What to Expect When Working with a Google Ads Agency (From Day 1)
A transparent timeline of the agency onboarding process, when to expect results, and what you should demand from the relationship.
Insights
9 min read
First Week: Onboarding & Discovery
A good agency starts with deep discovery — not campaign setup. During week one, expect a kick-off call covering your business goals, target customers, service area, average job values, and competitive landscape. The agency should request Google Ads account access (or help you create one under your ownership), install conversion tracking on your website, and set up call tracking. They'll also audit any existing campaigns. This phase is about understanding your business well enough to build campaigns that target the right people with the right message.
Weeks 2–4: Campaign Build
During weeks two through four, the agency builds your campaigns from scratch. This includes keyword research (identifying 50–200 targeted keywords per service), creating tightly themed ad groups, writing compelling ad copy with multiple variations for testing, building or optimizing landing pages, setting up geographic targeting, bid strategies, and ad scheduling. They should also build a negative keyword list of 200+ terms before the first click runs. Expect a review call before campaigns go live — you should approve ad copy, landing pages, and targeting settings before any money is spent.

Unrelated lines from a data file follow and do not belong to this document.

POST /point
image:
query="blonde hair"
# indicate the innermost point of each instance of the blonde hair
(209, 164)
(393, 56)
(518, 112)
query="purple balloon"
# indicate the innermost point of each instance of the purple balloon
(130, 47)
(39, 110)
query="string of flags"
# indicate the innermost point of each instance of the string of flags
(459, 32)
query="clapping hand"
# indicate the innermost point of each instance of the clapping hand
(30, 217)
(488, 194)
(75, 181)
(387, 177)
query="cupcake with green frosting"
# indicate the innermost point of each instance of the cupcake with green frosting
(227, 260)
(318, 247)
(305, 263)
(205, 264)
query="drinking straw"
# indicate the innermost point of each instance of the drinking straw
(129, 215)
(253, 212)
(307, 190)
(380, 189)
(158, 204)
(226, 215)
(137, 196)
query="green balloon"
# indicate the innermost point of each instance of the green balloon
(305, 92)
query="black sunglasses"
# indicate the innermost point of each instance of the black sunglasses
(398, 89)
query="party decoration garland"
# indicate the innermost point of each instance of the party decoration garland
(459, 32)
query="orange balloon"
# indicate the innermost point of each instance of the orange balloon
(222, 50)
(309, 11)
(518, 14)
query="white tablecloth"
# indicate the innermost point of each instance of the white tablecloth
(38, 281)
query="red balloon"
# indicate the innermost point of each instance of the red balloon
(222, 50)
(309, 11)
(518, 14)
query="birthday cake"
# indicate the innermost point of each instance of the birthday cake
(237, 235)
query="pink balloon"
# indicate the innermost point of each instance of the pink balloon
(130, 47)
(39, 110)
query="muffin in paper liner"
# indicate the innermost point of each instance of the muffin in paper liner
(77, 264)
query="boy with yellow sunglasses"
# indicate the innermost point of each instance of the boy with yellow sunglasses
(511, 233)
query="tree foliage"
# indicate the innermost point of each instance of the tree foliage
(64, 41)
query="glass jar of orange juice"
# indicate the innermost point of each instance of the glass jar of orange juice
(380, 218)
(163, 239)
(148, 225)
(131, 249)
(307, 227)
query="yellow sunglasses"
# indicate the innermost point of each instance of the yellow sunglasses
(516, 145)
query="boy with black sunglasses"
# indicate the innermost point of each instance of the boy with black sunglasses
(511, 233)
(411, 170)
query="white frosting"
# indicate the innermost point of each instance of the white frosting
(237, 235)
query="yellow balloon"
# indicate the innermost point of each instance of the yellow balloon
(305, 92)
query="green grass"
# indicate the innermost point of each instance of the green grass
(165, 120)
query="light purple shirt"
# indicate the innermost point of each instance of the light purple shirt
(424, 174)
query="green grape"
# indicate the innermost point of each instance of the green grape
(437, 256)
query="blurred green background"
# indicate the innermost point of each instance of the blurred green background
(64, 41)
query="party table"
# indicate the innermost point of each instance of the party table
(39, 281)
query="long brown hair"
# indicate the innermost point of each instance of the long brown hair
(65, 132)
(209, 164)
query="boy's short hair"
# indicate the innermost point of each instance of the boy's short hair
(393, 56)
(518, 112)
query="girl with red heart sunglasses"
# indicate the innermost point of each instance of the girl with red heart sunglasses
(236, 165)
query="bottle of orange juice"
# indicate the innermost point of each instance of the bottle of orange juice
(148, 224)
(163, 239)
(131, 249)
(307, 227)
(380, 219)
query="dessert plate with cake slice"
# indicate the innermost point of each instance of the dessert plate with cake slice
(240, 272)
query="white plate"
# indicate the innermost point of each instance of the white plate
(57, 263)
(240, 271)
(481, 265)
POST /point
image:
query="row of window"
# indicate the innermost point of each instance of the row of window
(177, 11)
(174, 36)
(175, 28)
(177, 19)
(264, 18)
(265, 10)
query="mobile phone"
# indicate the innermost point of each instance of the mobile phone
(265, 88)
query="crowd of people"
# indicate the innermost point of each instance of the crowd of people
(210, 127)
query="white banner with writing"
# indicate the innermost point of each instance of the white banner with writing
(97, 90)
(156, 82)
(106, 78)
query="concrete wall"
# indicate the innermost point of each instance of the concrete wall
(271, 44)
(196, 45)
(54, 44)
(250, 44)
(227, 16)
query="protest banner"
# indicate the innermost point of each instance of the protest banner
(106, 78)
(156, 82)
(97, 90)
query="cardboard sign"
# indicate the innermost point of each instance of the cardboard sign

Month 1: Early Results & Learning Phase
The first 30 days of a live campaign are the learning phase. Google's algorithms need data to optimize — expect CPCs to be higher and conversion rates lower than they will be at maturity. You should still see leads coming in, but the cost per lead will likely be 20–40% higher than the eventual steady state. The agency should be making daily adjustments during this period: adding negative keywords from search term reports, adjusting bids on underperforming keywords, and testing ad copy variations. Weekly check-in calls should cover early performance data and optimization plans.
Months 2–3: Optimization
By month two, the agency should have enough data to make meaningful optimizations. This is where quality separates from mediocrity. Expect: pausing underperforming keywords, expanding top performers, refining geographic targeting based on conversion data, A/B testing landing pages, and potentially restructuring campaigns based on what's working. Cost per lead should begin declining as the account accumulates Quality Score history and the agency eliminates waste. By month three, you should have a clear picture of which campaigns are profitable and at what cost per lead.
Ongoing Management
After the initial 90-day ramp-up, expect ongoing management to include: weekly bid adjustments, monthly search term report reviews with negative keyword updates, quarterly ad copy refreshes, seasonal budget adjustments, competitor monitoring, and landing page optimization. You should receive a monthly performance report covering leads generated, cost per lead, conversion trends, and strategic recommendations. A bi-weekly or monthly strategy call keeps both sides aligned on goals. Campaigns are never 'done' — the market, competition, and Google's platform constantly evolve.
Communication Expectations
Set clear communication expectations from day one. At minimum, you should receive: a monthly performance report with actionable insights (not just data dumps), a scheduled call at least once per month to discuss strategy, same-day responses to urgent questions during business hours, and proactive alerts when something significant changes (budget pacing issues, sudden CPC spikes, competitor changes). If your agency goes weeks without communication and only sends automated reports, they're not actively managing your account.
What You Should Demand
Non-negotiables for any agency relationship: (1) Account ownership — the Google Ads account belongs to your business, period. (2) Full transparency — real-time access to your account, no hidden campaigns or settings. (3) No long-term contracts — month-to-month agreements after an initial 90-day commitment show the agency is confident in their results. (4) Clear reporting on actual business outcomes — leads, cost per lead, and revenue generated, not clicks and impressions. (5) A named account manager who knows your business and answers your calls. If an agency pushes back on any of these, find one that doesn't.